Von Christel und Hans-Martin Scheibner

Wer kennt heutzutage noch selbst gedöppte (Rhein, Ruhr), auch gepulte oder gepalte (beides niederdeutsch), im Hochdeutschen enthülste oder entschotete (niederdeutsch ausgeschotete) grüne Erbsen ? Gut, das ist natürlich mit Mehrarbeit verbunden, aber der vorzügliche Geschmack entlohnt für die Mühe. Frisch werden grüne Erbsen vorwiegend auf Wochenmärkten in den Sommermonaten Juni - August angeboten, in Supermärkten eher selten oder eben wegen ihrer kurzen Haltbarkeit als TK-Produkt oder Konserve. Im Gemüsefach des Kühlschrank lassen sich frische grüne Erbsen jedoch problemlos 2 Tage lagern. Man kann sie auch selbst einfrieren. Entgegen vieler Angaben, sie zuvor zu blanchieren, haben wir die Erfahrung gemacht, daß dies im Grunde, wie auch bei Pilzen, Lauch, Paprikaschoten und frischen Kräutern, nicht nötig ist. Die frischen Erbsen müssen aus der Hülse gelöst werden. Hierzu öffnet man durch leichtes Einritzen mit dem Fingernagel die feine Nahtstelle an der oberen Krümmung der Hülse und löst die runden Samen mit den Fingern heraus. Beim Kauf sollte man darauf achten, daß die Hülsen prall und fest und auch tatsächlich voller Samen sind, denn in manchen Jahren sind viele taube Hülsen dabei. Die Ausbeute sollte bei mindestens 30 Prozent im Verhältnis zum Schalenanteil liegen und die Erbsen reichlich Mark in der sie umschließenden dünnen Schale enthalten. Wir hatten diesmal Glück: die Ausbeute lag bei über 50 Prozent!
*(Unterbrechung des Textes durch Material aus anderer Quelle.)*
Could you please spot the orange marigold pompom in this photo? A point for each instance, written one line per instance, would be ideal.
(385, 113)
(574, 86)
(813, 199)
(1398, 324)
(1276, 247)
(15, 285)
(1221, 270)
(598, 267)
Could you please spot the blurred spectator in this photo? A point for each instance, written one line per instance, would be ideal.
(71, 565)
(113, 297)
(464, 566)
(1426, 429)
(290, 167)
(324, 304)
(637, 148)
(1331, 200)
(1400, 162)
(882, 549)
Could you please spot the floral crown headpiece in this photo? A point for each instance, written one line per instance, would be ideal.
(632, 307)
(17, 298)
Alptraum des Gärtners: der Erbsenwickler

Auch die winzigen Räupchen des Erbsenwicklers (Cydia nigricana), einer Schmetterlingsart, lieben grüne Erbsen über alles, insbesondere Trockenerbsen. Es kann also vorkommen, daß einige der Erbsen von diesem kleinen Feinschmecker heimgesucht wurden. Ein Hinweis auf Raupenaktivitäten sind angebohrte Stellen mit Kotresten und ein feines Gespinst in den Hülsen. In der Regel ist dies jedoch nur ein äußerst geringer Prozentanteil.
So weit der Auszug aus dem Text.